A rough hierarchy from highest-margin to lowest:

  1. Top-tier runic-crafted weapons + armor. Buyers pay for Fel-Iron + runic-hammered specifics. Limited supply, premium price.
  2. Mid-tier crafted gear for skilling-up players. Steady demand, mid margin.
  3. Bulk consumables (potions, arrows, repair contracts). Low margin per unit, steady volume.
  4. Raw materials (ore, ingots, hides). Lowest margin; the "feeder" market that supplies other crafters.
  5. Specialty / niche items. House decoration, custom dyes, gift items. Variable demand, high margin when it lands.

The crafter sweet spot is mid-tier gear in volume + occasional high-end runic pieces. Pure low-end material reselling is a low-margin grind; pure high-end runic gear has long sales cycles.

Crafter Reputation

Reputation matters in a small-population shard. The shard's Discord usually has a #crafters or #trade channel where active crafters take orders, post stock, and build long-term customer relationships.

A crafter with a known good reputation can:

  • Take pre-paid commission orders for specific runic gear.
  • Be the go-to for guild bulk orders (a 30-person guild needs a lot of consumables).
  • Trade favors with Felucca farmers — you supply gear, they supply materials.

This is one of the soft loops the shard is intentionally designed around: crafters are visible, named, recognized members of the economy rather than interchangeable NPC-equivalents.

Where to Start

If you're new to the shard and want to be a crafter:

  1. Roll a starting Blacksmith.
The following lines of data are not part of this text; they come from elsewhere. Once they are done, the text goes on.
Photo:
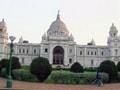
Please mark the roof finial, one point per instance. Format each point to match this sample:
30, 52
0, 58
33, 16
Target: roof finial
58, 15
112, 24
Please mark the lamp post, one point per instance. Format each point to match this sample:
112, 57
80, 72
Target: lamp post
9, 80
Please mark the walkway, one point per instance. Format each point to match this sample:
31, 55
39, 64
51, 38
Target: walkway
20, 85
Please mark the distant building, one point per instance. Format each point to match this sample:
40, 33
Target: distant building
60, 48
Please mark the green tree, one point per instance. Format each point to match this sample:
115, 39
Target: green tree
3, 63
110, 68
41, 68
76, 67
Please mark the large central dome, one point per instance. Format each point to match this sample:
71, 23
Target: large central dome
58, 28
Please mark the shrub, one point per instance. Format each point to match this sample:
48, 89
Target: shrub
118, 66
76, 67
66, 77
41, 68
24, 75
3, 73
110, 68
3, 63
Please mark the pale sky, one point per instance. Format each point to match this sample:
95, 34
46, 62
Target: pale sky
85, 19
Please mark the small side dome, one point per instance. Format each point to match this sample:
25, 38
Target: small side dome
20, 40
91, 43
113, 27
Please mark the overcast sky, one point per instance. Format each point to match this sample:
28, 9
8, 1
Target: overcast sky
85, 19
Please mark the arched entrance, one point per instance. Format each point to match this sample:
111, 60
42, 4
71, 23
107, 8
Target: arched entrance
58, 55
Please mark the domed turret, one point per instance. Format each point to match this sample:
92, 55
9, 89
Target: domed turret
58, 28
113, 31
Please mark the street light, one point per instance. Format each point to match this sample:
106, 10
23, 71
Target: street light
9, 80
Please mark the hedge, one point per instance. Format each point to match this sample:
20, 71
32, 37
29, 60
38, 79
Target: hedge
24, 75
75, 78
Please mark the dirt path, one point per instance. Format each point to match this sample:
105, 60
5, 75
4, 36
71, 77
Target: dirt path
19, 85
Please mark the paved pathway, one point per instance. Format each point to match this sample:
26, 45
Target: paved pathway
20, 85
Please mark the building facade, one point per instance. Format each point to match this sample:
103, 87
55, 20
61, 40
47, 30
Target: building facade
59, 47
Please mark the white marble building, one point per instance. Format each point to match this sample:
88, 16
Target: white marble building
60, 48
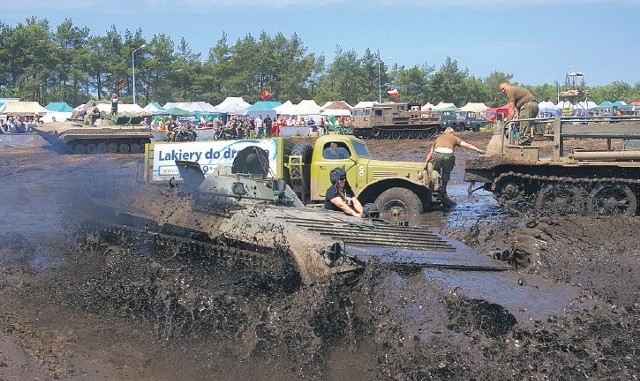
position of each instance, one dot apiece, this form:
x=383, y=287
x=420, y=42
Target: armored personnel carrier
x=119, y=133
x=394, y=121
x=592, y=166
x=246, y=217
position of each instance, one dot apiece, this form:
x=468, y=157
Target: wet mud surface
x=75, y=307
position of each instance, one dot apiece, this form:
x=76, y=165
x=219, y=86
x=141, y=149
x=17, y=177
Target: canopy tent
x=233, y=105
x=445, y=106
x=59, y=106
x=364, y=104
x=263, y=108
x=586, y=105
x=285, y=109
x=308, y=107
x=474, y=106
x=123, y=108
x=153, y=107
x=23, y=108
x=192, y=106
x=57, y=116
x=337, y=108
x=549, y=107
x=565, y=105
x=175, y=111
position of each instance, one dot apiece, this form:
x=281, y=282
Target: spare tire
x=398, y=204
x=301, y=179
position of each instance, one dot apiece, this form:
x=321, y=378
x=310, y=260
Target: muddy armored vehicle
x=118, y=133
x=244, y=216
x=592, y=166
x=394, y=121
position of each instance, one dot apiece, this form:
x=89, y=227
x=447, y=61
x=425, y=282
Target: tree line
x=72, y=65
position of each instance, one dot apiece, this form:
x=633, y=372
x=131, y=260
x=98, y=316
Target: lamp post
x=380, y=79
x=133, y=69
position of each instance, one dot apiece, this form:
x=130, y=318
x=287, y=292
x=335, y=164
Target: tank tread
x=417, y=132
x=510, y=191
x=268, y=260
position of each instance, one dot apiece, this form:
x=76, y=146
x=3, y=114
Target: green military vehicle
x=394, y=121
x=397, y=188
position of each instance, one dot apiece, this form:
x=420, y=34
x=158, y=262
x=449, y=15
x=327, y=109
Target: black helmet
x=336, y=174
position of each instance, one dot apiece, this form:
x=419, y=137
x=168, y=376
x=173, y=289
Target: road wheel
x=136, y=148
x=92, y=148
x=80, y=148
x=560, y=199
x=611, y=200
x=398, y=204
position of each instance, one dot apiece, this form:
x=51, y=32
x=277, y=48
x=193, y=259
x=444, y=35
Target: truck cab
x=469, y=120
x=397, y=188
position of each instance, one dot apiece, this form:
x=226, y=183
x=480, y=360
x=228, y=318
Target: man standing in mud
x=525, y=103
x=443, y=159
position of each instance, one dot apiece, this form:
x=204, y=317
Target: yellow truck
x=398, y=188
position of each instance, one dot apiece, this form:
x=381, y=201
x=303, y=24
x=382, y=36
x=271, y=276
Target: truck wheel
x=304, y=150
x=398, y=204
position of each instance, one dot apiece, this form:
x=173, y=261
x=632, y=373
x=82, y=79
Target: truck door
x=335, y=154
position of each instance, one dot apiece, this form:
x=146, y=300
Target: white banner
x=209, y=154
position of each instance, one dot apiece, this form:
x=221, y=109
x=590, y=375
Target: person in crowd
x=340, y=196
x=268, y=123
x=522, y=101
x=95, y=113
x=114, y=103
x=442, y=154
x=322, y=127
x=259, y=122
x=162, y=125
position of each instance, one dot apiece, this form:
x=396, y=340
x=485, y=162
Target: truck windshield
x=361, y=149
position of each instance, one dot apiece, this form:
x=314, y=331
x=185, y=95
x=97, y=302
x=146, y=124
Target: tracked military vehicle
x=394, y=121
x=119, y=133
x=592, y=167
x=241, y=215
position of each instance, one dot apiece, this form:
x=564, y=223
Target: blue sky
x=537, y=41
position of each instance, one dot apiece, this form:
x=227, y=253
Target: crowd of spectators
x=239, y=127
x=18, y=124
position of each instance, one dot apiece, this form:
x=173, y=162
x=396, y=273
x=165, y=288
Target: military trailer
x=394, y=121
x=591, y=167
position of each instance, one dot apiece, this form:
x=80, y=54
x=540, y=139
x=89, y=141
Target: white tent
x=60, y=116
x=286, y=108
x=192, y=106
x=153, y=107
x=122, y=108
x=548, y=106
x=233, y=105
x=585, y=105
x=444, y=106
x=307, y=107
x=364, y=105
x=474, y=106
x=22, y=108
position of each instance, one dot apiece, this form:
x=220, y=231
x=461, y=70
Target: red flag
x=265, y=94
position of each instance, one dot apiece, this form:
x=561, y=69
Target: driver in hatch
x=340, y=196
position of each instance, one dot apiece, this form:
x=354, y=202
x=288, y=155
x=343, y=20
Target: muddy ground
x=72, y=309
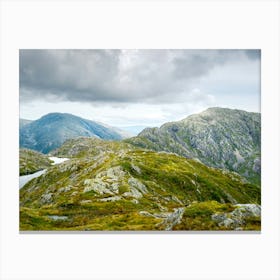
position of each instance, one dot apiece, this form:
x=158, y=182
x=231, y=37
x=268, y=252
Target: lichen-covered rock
x=133, y=182
x=46, y=198
x=238, y=216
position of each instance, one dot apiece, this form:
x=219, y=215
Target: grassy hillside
x=218, y=137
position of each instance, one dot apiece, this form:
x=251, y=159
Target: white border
x=157, y=24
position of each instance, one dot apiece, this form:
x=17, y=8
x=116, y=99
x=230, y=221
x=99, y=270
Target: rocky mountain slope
x=108, y=185
x=50, y=131
x=32, y=161
x=218, y=137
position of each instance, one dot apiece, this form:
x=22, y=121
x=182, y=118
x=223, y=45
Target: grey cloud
x=118, y=75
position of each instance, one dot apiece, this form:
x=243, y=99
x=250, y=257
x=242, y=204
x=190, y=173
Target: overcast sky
x=137, y=87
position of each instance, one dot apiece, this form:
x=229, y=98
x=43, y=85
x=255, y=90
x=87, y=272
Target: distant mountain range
x=51, y=130
x=218, y=137
x=113, y=185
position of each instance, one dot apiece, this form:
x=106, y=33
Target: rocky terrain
x=52, y=130
x=109, y=185
x=222, y=138
x=32, y=161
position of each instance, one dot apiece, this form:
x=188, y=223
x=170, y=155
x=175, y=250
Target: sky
x=137, y=87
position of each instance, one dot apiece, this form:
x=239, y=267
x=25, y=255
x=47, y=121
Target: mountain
x=112, y=185
x=32, y=161
x=218, y=137
x=23, y=122
x=133, y=129
x=51, y=130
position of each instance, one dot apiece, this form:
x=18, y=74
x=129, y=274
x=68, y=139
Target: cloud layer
x=125, y=76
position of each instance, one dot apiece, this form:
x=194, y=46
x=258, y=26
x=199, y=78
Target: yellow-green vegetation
x=199, y=216
x=32, y=161
x=112, y=186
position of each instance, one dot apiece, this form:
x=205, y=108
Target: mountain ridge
x=51, y=130
x=219, y=137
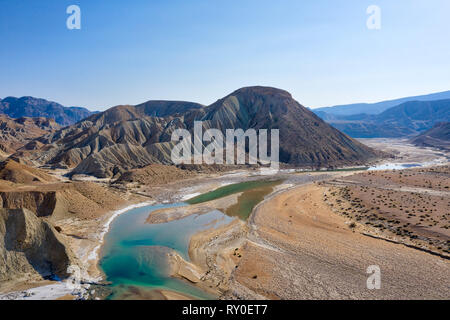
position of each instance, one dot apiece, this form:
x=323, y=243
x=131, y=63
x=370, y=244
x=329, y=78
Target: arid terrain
x=313, y=236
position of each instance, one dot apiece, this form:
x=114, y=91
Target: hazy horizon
x=128, y=53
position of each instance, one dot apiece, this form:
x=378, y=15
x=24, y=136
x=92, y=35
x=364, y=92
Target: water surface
x=134, y=255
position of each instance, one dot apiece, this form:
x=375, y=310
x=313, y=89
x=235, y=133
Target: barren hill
x=15, y=133
x=128, y=137
x=35, y=107
x=19, y=173
x=30, y=248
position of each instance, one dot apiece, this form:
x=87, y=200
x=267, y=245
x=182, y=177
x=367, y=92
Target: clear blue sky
x=128, y=52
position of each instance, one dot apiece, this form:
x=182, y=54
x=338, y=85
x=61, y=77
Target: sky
x=128, y=52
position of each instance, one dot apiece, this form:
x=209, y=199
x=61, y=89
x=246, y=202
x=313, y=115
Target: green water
x=249, y=199
x=232, y=189
x=135, y=253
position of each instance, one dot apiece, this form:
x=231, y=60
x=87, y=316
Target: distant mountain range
x=436, y=137
x=15, y=133
x=128, y=137
x=376, y=108
x=407, y=119
x=34, y=107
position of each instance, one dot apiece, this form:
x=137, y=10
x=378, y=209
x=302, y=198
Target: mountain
x=128, y=137
x=34, y=107
x=15, y=133
x=19, y=173
x=376, y=108
x=30, y=248
x=406, y=119
x=436, y=137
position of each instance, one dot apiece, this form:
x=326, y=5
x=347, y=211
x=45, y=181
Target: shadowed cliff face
x=127, y=137
x=30, y=248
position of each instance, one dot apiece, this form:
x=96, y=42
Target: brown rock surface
x=30, y=248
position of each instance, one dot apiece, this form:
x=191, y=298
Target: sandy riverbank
x=297, y=248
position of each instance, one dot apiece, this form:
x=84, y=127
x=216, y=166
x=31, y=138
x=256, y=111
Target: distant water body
x=134, y=255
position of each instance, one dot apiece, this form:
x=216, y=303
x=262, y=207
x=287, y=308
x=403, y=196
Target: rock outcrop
x=30, y=248
x=129, y=137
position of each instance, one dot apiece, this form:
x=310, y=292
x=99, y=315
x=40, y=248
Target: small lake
x=396, y=166
x=134, y=254
x=253, y=192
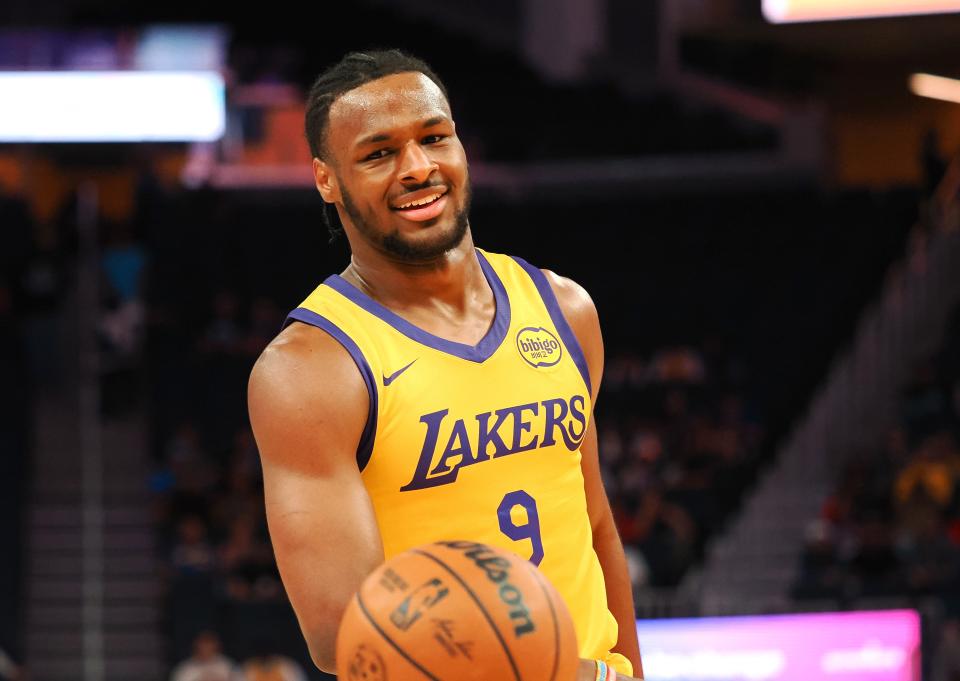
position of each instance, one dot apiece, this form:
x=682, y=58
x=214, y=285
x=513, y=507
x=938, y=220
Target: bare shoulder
x=303, y=388
x=576, y=303
x=581, y=313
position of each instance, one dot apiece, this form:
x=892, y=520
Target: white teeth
x=421, y=202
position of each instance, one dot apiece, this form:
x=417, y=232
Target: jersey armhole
x=365, y=447
x=556, y=315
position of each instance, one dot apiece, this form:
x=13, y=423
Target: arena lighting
x=935, y=87
x=788, y=11
x=866, y=646
x=111, y=106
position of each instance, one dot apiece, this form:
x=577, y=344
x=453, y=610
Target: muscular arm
x=581, y=314
x=308, y=406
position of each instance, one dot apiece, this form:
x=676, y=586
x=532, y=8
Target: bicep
x=308, y=408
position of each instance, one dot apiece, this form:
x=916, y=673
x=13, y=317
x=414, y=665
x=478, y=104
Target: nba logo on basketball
x=539, y=347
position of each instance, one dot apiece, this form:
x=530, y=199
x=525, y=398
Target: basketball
x=456, y=611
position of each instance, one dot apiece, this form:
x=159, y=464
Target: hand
x=587, y=671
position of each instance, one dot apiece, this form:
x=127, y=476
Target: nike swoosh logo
x=387, y=380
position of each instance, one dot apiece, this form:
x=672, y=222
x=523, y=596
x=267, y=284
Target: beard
x=405, y=249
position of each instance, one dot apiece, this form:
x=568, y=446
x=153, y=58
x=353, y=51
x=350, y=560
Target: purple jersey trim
x=365, y=448
x=480, y=352
x=559, y=321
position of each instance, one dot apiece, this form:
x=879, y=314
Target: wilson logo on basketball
x=497, y=570
x=423, y=598
x=538, y=346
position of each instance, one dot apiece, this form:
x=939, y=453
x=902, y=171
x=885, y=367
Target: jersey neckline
x=480, y=352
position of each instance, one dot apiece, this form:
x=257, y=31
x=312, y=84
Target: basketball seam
x=486, y=615
x=556, y=626
x=389, y=640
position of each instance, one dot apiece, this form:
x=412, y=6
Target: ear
x=326, y=181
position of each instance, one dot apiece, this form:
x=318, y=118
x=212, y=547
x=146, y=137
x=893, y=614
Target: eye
x=379, y=153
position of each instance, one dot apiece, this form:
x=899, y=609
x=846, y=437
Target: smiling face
x=396, y=170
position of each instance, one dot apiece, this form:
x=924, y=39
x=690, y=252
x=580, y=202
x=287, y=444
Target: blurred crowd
x=678, y=441
x=891, y=526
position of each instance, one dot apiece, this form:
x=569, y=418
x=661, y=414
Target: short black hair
x=352, y=71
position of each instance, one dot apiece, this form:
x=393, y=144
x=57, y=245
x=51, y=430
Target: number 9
x=531, y=530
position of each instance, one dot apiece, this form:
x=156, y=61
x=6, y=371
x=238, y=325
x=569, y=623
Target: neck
x=452, y=280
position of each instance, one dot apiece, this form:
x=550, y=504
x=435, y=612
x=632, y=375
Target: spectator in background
x=223, y=334
x=123, y=263
x=192, y=554
x=266, y=665
x=207, y=663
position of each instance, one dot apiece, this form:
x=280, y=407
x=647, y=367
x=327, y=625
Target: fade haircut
x=352, y=71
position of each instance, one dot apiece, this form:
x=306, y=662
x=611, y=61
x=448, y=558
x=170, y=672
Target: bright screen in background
x=852, y=646
x=112, y=106
x=785, y=11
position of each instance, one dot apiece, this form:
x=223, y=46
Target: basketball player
x=431, y=390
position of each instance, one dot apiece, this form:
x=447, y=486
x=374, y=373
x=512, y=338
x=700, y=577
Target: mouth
x=425, y=209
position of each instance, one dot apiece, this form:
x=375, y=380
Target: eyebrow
x=383, y=136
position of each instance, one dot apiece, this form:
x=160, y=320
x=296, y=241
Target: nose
x=415, y=165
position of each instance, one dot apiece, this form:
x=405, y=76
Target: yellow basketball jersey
x=479, y=442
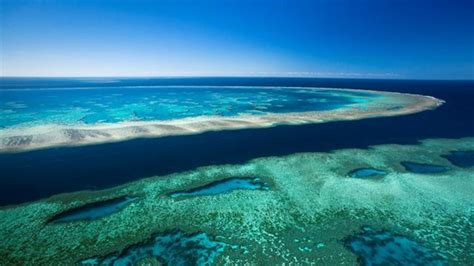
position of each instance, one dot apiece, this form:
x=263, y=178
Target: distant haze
x=354, y=39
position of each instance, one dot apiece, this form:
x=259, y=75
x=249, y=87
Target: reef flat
x=311, y=212
x=85, y=116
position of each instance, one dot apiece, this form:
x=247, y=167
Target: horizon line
x=243, y=76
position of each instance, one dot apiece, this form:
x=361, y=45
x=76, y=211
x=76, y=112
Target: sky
x=333, y=38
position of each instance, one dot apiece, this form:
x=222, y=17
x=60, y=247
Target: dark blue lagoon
x=222, y=187
x=180, y=154
x=92, y=211
x=423, y=168
x=366, y=172
x=461, y=158
x=173, y=248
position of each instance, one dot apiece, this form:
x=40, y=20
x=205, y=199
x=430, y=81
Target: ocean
x=387, y=188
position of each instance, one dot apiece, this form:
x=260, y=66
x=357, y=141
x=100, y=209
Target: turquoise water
x=93, y=211
x=422, y=168
x=462, y=159
x=174, y=248
x=223, y=186
x=91, y=105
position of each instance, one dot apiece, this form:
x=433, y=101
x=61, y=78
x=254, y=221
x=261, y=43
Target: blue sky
x=353, y=39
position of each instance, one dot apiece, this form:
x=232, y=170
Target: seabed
x=310, y=211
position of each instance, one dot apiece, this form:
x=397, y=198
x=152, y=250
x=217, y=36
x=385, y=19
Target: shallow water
x=304, y=218
x=423, y=168
x=461, y=158
x=91, y=105
x=222, y=187
x=174, y=248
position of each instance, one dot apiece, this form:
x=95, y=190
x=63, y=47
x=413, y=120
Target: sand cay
x=24, y=138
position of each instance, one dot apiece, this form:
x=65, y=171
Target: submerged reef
x=93, y=210
x=153, y=113
x=423, y=168
x=384, y=248
x=461, y=158
x=305, y=218
x=173, y=248
x=366, y=173
x=222, y=186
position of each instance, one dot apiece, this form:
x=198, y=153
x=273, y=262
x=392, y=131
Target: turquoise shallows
x=91, y=105
x=93, y=211
x=366, y=173
x=422, y=168
x=223, y=186
x=174, y=248
x=462, y=159
x=385, y=248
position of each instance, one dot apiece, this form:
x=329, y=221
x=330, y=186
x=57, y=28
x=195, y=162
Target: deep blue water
x=222, y=187
x=385, y=248
x=92, y=211
x=173, y=248
x=462, y=159
x=38, y=174
x=423, y=168
x=98, y=104
x=366, y=172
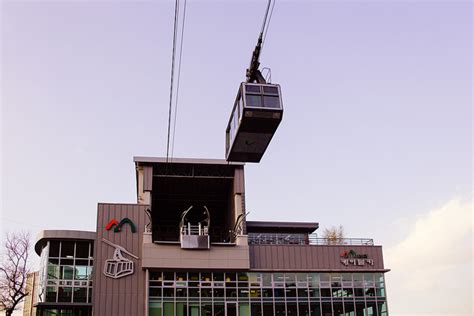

It's the strongest single-skill economy character, and the early skill-up is well-documented.
  2. Train Mining + Blacksmithy in parallel. They feed each other — mine, smelt, craft, sell back what you mined into.
  3. Train Magery to 50. Recall is the crafter's mobility tool. Without it you're glacial.
  4. Hit 60–70 in Blacksmithy first. That's where you start producing sellable items.
  5. Plug into the shard's #crafters / #trade Discord channel. That's where the active economy lives.
  6. Take your first BODs around 50 Blacksmithy. Don't stockpile — fill and turn in to start the BOD progression.

A full crafter template is in Immortal Realm Progression. The broader system map is in Immortal Realm Custom Systems. When you're ready, the download page is the on-ramp.

Frequently Asked Questions

Can a crafter survive without a fighter alt?
Mostly yes. NPC vendors sell basic materials, public mining nodes are safe in Trammel, and a crafter with 50+ Magery can Recall away from danger. A fighter alt becomes valuable if you want Felucca-side materials (Fel Iron, Blood Crystals) — those require either personal Fel risk or buying from someone who takes it.
Are crafted items really better than loot drops?
At the high end, yes. Master-crafted runic items with the right materials match or exceed loot-dropped artifacts on most stat lines. Mid-tier crafted gear is comparable to mid-tier drops. Crafting is a real path, not a stepping stone.
How long until I can sell stuff for real gold?
First viable sales (basic gear, repair contracts, raw materials) happen around 60–70 in your primary craft skill — about a week of focused play. Premium crafted gear with runic tools is a months-out goal.